>> Vortrag Bernhard Peschek, Leube GmbH
>> Vortrag Alexander Walcher, ASFINAG
Unternehmen können stark von Öffentlichkeitsbeteiligung profitieren – indem sie Beteiligung ermöglichen oder sich selbst aktiv z.B. an der Entwicklung ihrer Gemeinde oder Region beteiligen.
Wie Beteiligung gestaltet werden kann, damit sie den angestrebten Erfolg bringt und in welcher Relation Aufwand, Kosten und Nutzen bei einem Beteiligungsprozess stehen, waren Kernfragen der Veranstaltung, die auf Initiative des Lebensministeriums von der ÖGUT organisiert wurde.
Nach der Begrüßung durch Christian Friesl von der Industriellenvereinigung und einleitenden Worten von Elisabeth Freytag vom Lebensministerium führte Martina Handler von der ÖGUT mit ihrem Beitrag „Warum beteiligen? Argumente für Unternehmen“ in das Thema der Veranstaltung ein. Im Anschluss daran fokussierten die folgenden beiden Vorträge auf kooperative Unternehmenspolitik in der Praxis.
Bernhard Peschek von der Leube GmbH erläuterte, mit welchen Anrainerkonflikten sich das Zementwerk Leube im Zuge des geplanten Einsatzes von Ersatzbrennstoffen in der Vergangenheit konfrontiert sah. Durch ein Mediationsverfahren und die Einrichtung des „Bürgerbeirates Gartenau“, in dem spezielle Unternehmensbelange zwischen der Geschäftsführung und den AnrainerInnen diskutiert werden und eine offene Informationspolitik gelebt wird, konnten konsensuale Konfliktlösungen gefunden und ein dauerhaft konstruktives Gesprächsklima etabliert werden. (Details zum Bürgerbeirat: http://www.partizipation.at/186.html und http://www.buergerbeirat-gartenau.at/).

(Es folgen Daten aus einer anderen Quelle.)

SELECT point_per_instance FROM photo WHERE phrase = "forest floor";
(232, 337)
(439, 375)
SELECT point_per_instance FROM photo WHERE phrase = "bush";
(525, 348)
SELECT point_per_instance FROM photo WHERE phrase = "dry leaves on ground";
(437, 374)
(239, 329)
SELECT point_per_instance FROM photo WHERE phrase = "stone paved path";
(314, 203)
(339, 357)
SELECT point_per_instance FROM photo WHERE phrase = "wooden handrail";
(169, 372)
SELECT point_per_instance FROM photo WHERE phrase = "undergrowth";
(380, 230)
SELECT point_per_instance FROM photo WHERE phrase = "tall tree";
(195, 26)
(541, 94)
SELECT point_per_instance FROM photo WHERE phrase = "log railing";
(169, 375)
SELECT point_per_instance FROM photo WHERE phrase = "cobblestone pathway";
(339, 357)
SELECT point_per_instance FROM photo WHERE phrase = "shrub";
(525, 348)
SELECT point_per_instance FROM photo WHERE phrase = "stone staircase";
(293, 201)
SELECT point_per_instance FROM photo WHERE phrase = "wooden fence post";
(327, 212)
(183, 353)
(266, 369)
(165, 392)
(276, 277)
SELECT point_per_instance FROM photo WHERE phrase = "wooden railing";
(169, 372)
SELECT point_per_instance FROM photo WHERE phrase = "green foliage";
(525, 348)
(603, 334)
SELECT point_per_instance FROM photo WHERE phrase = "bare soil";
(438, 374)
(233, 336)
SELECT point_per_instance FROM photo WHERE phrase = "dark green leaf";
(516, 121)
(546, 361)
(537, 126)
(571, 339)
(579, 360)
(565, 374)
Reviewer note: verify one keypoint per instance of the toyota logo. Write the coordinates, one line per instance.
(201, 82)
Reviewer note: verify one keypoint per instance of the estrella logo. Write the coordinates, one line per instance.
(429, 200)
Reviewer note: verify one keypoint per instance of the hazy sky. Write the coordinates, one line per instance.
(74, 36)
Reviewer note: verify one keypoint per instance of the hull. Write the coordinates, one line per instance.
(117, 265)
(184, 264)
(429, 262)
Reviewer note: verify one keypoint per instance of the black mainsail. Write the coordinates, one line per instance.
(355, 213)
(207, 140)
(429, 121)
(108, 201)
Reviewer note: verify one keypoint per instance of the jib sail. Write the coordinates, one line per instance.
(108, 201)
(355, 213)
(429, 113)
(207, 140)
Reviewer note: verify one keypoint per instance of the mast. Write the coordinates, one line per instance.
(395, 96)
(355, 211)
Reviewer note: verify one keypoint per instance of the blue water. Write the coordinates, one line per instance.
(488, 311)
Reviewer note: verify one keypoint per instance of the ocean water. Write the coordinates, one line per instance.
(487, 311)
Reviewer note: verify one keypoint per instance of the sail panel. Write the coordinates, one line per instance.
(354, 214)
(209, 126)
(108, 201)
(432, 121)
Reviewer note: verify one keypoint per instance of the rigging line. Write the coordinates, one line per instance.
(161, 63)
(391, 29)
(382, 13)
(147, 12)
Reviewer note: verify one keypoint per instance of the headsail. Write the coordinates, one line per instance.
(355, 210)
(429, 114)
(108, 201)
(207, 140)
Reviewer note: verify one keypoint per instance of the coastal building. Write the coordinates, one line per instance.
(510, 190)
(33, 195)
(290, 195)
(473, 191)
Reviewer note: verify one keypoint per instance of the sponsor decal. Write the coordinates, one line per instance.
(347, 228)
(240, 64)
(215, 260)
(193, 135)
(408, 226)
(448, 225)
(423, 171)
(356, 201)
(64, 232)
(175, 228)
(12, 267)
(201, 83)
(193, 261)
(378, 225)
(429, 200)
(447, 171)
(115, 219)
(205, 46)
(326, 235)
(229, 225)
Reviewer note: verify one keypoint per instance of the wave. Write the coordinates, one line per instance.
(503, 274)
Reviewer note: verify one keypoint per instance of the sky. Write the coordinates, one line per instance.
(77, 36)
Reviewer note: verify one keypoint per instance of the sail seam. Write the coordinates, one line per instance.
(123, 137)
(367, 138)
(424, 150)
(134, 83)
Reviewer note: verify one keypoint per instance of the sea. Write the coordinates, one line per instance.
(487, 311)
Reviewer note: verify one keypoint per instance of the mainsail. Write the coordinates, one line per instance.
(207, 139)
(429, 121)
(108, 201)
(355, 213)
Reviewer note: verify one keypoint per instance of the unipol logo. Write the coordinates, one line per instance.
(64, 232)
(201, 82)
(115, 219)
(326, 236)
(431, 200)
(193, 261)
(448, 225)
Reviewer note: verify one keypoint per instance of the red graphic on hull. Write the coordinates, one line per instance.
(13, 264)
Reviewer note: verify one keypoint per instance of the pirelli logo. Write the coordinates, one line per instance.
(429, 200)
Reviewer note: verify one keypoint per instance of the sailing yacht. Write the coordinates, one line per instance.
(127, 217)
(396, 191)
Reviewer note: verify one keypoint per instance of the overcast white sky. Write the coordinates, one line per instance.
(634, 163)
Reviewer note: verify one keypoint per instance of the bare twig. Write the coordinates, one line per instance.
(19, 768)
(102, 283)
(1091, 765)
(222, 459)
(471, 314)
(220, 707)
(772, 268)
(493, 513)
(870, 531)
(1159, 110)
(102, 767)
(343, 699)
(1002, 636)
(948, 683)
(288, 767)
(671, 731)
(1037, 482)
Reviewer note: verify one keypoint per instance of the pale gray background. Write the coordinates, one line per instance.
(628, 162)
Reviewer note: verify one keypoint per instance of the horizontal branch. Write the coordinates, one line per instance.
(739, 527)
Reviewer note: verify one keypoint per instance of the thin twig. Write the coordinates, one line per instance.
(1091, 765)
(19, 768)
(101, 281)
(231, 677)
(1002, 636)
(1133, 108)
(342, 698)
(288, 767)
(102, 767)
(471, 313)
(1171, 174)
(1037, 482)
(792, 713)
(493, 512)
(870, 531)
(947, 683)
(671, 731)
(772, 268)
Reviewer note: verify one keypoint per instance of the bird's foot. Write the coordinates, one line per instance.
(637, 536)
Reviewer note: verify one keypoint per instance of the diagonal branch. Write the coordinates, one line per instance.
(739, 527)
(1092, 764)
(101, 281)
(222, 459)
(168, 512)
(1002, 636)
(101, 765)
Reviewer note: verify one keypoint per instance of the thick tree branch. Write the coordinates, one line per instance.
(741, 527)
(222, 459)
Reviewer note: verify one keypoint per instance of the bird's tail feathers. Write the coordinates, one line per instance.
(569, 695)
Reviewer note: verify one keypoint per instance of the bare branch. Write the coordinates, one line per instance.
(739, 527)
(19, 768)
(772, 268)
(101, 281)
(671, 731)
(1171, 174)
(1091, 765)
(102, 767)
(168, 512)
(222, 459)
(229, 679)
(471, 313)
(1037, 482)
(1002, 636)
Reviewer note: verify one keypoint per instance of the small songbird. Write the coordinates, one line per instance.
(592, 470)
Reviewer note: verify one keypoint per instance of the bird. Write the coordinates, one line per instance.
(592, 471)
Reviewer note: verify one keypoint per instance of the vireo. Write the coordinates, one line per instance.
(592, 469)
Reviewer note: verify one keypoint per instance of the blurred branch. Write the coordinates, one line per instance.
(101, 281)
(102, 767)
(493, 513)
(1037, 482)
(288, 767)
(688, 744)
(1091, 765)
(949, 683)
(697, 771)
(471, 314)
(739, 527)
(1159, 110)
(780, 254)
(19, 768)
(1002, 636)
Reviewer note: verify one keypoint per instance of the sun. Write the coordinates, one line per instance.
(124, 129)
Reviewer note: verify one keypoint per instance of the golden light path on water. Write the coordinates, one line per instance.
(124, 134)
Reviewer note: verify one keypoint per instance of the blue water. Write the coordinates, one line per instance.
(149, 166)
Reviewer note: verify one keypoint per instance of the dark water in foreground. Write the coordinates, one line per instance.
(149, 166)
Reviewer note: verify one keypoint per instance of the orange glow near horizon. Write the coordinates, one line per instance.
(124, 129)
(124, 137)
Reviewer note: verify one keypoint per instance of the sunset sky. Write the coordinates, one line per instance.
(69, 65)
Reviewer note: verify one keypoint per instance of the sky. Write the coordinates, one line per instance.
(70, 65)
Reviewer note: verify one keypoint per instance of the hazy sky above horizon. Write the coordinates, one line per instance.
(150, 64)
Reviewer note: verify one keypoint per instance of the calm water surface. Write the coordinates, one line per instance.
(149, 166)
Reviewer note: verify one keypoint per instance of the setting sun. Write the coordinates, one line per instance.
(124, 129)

Alexander Walcher von der ASFINAG referierte anschließend über „BürgerInnenbeteiligung in der Verkehrsinfrastrukturplanung“. Eine seiner Hauptaussagen lautete, dass es von der Situation, dem Zeitpunkt und der Projektstufe abhängt, wie und in welchem Umfang Öffentlichkeitsbeteiligung stattfinden sollte. Außerdem sind seiner Ansicht nach v. a. drei Faktoren für eine zufrieden stellende Realisierung von Verkehrsinfrastruktur-Projekten unabdingbar: die verständliche Erklärung technischer Informationen, die Vereinbarung klarer Spielregeln und die frühzeitige Klärung von Erwartungshaltungen der involvierten BürgerInnen.

Nach einer regen Diskussionsrunde sprach Heinz Peter Wallner von Wallner&Schauer zum Thema „Unternehmen als Akteure in lokalen/regionale Beteiligungsprozessen“. Eine Erkenntnis seiner langjährigen Erfahrung als „Nachhaltigkeitsberater“ ist, dass Unternehmen nicht immer aus Kosten- und Nutzenüberlegungen heraus Entscheidungen treffen, sondern sich an lokalen Entwicklungsprozessen aktiv beteiligen, weil es für sie ganz einfach Sinn macht. Anhand von Beispielen aus der Praxis stellte Wallner die Erfolge der Anwendung neuer Business-Modelle anschaulich dar.
Als letzte Rednerin sprach Astrid Rössler, Juristin und Mediatorin. In ihrem Vortrag über das „Risiko Beteiligung? Mit Know-how und Qualitätskriterien zum Erfolg“ machte sie deutlich, dass das Risiko für Unternehmen viel eher durch Nicht-Beteiligung entsteht als durch Beteiligung. Damit Beteiligung erfolgreich verlaufen kann, müsse das Angebot allerdings ernst gemeint sein. Die Bereitschaft zur Begegnung auf Augenhöhe erfordere auch Mut: Zuhören, Wertschätzung und die Bereitschaft zum Perspektivenwechsel.

Die Ergebnisse der regen Diskussion werden, wie Rita Trattnigg vom Lebensministerium, die den Abend moderierte, ankündigte, in ein Argumentarium "Zehn Argumente für Unternehmen & Öffentlichkeitsbeteiligung" einfließen. Diese Publikation wird nach ihrer Fertigstellung Unternehmen sowie Interessenvertretungen der Wirtschaft zur Verfügung gestellt.